The South American countries [33,34], Middle East [35,36], and the Asian countries [37,38] have tried to follow suite with some of them having well established newborn screening program, some others are latching on to this noble course. It is imperative to know that north Africa is making effort to move in the right direction and have align with middle eastern countries who’s newborn are benefiting from newborn screening [39]. However, it is sad to know that very few countries in sub-Saharan Africa have what seem to “look like” newborn screening [40-43]. To the best knowledge of the authors of this review article no well establish newborn screening program exist in sub Saharan Africa and probably in Africa has a whole.
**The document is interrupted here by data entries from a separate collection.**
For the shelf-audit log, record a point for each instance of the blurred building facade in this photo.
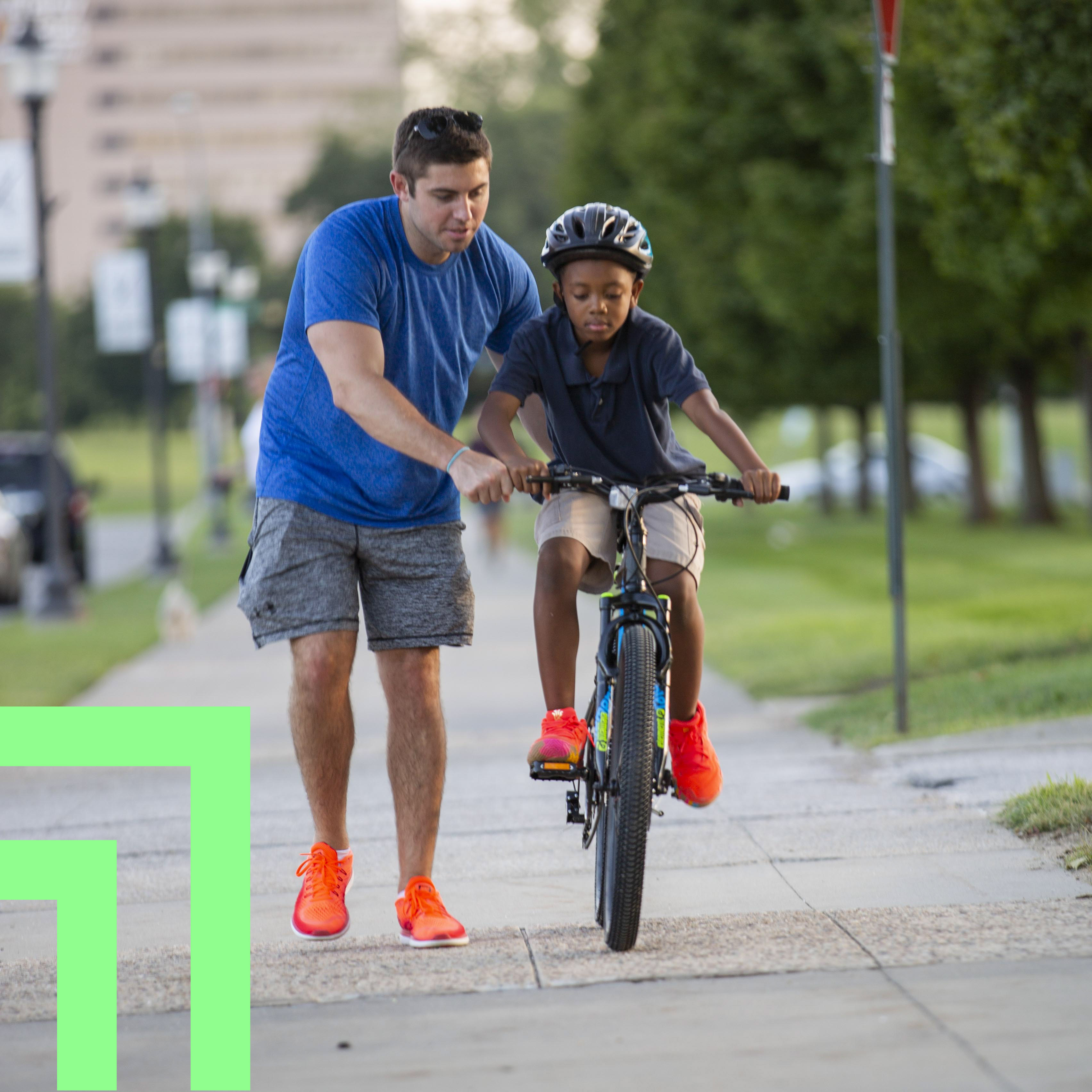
(231, 96)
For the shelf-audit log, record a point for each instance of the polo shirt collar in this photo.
(573, 363)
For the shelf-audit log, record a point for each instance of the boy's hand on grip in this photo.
(481, 478)
(522, 469)
(764, 484)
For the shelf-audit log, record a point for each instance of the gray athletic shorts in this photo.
(305, 569)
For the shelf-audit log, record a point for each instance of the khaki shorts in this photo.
(672, 535)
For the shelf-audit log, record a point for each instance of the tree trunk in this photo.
(823, 438)
(864, 494)
(1085, 387)
(969, 393)
(1037, 496)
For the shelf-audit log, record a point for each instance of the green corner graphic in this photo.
(82, 880)
(214, 744)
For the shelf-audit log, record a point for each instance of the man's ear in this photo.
(401, 186)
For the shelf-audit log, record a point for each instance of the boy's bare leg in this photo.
(562, 565)
(688, 635)
(417, 753)
(323, 731)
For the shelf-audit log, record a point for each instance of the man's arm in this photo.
(705, 411)
(352, 358)
(495, 427)
(532, 415)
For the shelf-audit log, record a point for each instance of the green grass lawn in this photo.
(118, 459)
(47, 664)
(1057, 805)
(1000, 617)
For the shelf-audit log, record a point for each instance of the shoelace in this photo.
(569, 727)
(323, 877)
(424, 898)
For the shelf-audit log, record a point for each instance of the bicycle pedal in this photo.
(556, 771)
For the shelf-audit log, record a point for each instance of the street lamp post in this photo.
(886, 15)
(208, 271)
(145, 210)
(32, 76)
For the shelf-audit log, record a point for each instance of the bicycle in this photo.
(625, 762)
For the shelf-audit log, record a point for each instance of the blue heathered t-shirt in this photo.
(435, 320)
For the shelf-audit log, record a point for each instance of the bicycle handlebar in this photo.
(719, 486)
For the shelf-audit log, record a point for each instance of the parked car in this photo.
(23, 484)
(939, 470)
(15, 554)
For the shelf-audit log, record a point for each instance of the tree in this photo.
(1008, 179)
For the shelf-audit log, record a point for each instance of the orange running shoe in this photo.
(425, 920)
(694, 762)
(320, 912)
(563, 738)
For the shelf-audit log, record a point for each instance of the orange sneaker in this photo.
(320, 912)
(425, 920)
(694, 762)
(563, 738)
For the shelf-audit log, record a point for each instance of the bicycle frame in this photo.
(629, 602)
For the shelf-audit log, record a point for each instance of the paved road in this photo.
(120, 548)
(831, 915)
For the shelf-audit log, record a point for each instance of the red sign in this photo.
(888, 15)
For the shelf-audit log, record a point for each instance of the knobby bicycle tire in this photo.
(631, 767)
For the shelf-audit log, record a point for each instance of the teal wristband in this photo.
(454, 458)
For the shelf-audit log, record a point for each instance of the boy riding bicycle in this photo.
(607, 372)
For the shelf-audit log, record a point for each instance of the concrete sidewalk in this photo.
(893, 921)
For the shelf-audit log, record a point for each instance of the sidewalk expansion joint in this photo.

Presently there is a global fight against what is consider “the big three” (tuberculosis, HIV/AIDs and malaria) Africa being a beneficiary of foreign aids in million of dollars every year. Newborn screening and prompt treatment prevents mental retardation in children it also has been shown to save in treatment and home and institutionalized care in those with CH. It has been shown that the cost of screening varied from $0.7 to $1.60 per infant depending on which costs were included in the estimate in Iran [44], however in South African, it cost about 30R per infant [45]. More over The “costly screening” is likely to be affordable when newborn screening is universally accessible in sub Saharan Africa, obeying the law of demand and supply. Foreign aids should be extended in making newborn screening a world wide program because of its cost-effective benefit. Every parent wants his/her child to have a better and fulfilling life, can a mentally retarded child achieve this? Every child has the right to life and a good quality of it. Even though established newborn screening is just now not available in sub-Saharan Africa, informing pregnant women about CH during antenatal care and newborn screening should be a knee jerk response for physicians (obstetricians and neonatologist) involve in their management with emphasis on its cost effective benefit, this is a form of provider initiated counseling and testing which is a laudable public health program.
Increase societal awareness of CH and it identification by newborn screening.
Health care providers should inform all pregnant mothers during antenatal visit about CH, newborn screening and its cost effective benefit.
Newborn screening should be mandatory and ultimately made free by legislation, just the way it is for birth registration and immunization.